1. Please get tacrolimus ( pangraf) level done. Increased tacrolimus level can cause graft dysfuntion
2. Get a urine routine and a 24 hour urine protein done to know if there is any recurrence of your native kidney disease
3. Please let me know the biopsy report so that I can assess what is happening
4. Please make sure to take the tablets on time, and make sure your hypertension is under good control
I need more info as well
1. What was the basic kidney disease before transplant?
2. Who was the donor? Age? Was any induction given before surgery
3. Was your surgery uneventful?
Please get back to me, I am awaiting your reply
Regards


CKD,Native Kidney Disease,Hypertension,Hypoviaminosis D,Grade-III echogenetic kidneys.
Donor:My sister (40/F) and perfect match and nothing given before surgery. And nothing happen during surgery and till date I am perfectly well and leading normal life. Surgery done in Indraprastha Apollo Hospital, New XXXXXXX under XXXXXXX Guleria. Currently I am under Dr DK Pahari, Medica Superspeciality Hospital XXXXXXX
Reports for biopsy and others attached herewith.
Please advise.
Follow up
Detailed Answer:
Hello
Thanks for getting back with the details. I have gone through the reports attached by you
Here are my recommendations to you
1. Your proteinuria is 1.8g/day, i recommend that you increase your ACE/ARB to the highest tolerable dose.

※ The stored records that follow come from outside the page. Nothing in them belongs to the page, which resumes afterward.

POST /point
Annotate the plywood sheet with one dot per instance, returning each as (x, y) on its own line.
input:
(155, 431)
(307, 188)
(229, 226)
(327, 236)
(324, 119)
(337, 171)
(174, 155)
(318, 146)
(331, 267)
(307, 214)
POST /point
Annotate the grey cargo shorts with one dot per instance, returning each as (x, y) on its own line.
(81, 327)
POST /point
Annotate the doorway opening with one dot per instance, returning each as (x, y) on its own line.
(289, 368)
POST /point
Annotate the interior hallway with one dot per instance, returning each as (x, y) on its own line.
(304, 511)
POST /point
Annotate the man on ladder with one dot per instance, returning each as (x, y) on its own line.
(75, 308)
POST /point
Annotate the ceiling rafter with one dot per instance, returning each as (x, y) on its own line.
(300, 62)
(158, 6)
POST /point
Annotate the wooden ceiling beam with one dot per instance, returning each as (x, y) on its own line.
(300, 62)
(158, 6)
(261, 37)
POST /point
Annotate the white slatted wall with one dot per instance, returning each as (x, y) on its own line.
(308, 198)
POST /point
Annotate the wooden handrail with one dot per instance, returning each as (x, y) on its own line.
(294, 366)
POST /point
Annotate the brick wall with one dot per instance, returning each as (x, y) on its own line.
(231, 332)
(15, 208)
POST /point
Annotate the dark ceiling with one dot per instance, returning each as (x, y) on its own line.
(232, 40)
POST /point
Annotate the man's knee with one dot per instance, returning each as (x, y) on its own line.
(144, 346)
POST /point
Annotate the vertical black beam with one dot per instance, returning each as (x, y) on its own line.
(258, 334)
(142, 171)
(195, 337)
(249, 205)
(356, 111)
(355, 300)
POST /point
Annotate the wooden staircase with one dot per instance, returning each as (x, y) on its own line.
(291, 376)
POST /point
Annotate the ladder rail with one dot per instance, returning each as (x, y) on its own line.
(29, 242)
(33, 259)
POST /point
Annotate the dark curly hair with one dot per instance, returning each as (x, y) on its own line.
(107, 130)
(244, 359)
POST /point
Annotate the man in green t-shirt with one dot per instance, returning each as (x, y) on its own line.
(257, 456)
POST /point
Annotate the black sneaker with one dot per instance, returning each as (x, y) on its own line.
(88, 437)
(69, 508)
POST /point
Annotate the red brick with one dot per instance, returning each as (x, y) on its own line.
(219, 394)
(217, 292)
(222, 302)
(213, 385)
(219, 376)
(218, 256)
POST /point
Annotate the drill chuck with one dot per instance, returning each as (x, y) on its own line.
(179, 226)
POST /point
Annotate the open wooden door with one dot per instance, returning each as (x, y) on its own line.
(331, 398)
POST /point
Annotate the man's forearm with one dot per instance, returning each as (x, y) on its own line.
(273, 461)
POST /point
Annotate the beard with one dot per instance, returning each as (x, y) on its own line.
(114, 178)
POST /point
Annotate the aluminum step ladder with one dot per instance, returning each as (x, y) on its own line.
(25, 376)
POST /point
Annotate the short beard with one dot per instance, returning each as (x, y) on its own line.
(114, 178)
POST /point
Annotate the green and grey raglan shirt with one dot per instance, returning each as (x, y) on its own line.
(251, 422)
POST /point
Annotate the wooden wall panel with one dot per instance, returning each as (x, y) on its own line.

Proteinuria is directly toxic to the kidneys
2. I recommend strict control of hypertension and also make sure that your Tacrolimus level is within normal range
3. There is no known effective treatment for transplant glomerulopathy except proper control of hypertension and use of ACE/ARB
4. Transplant glomerulopathy is related to HLA class II antigens, so I recommend you to get a Donor specific antibody done to rule out rejection
I hope I was of help, please get back to me for any further queries
Regards


And Donor specific andibody is a test or anything else?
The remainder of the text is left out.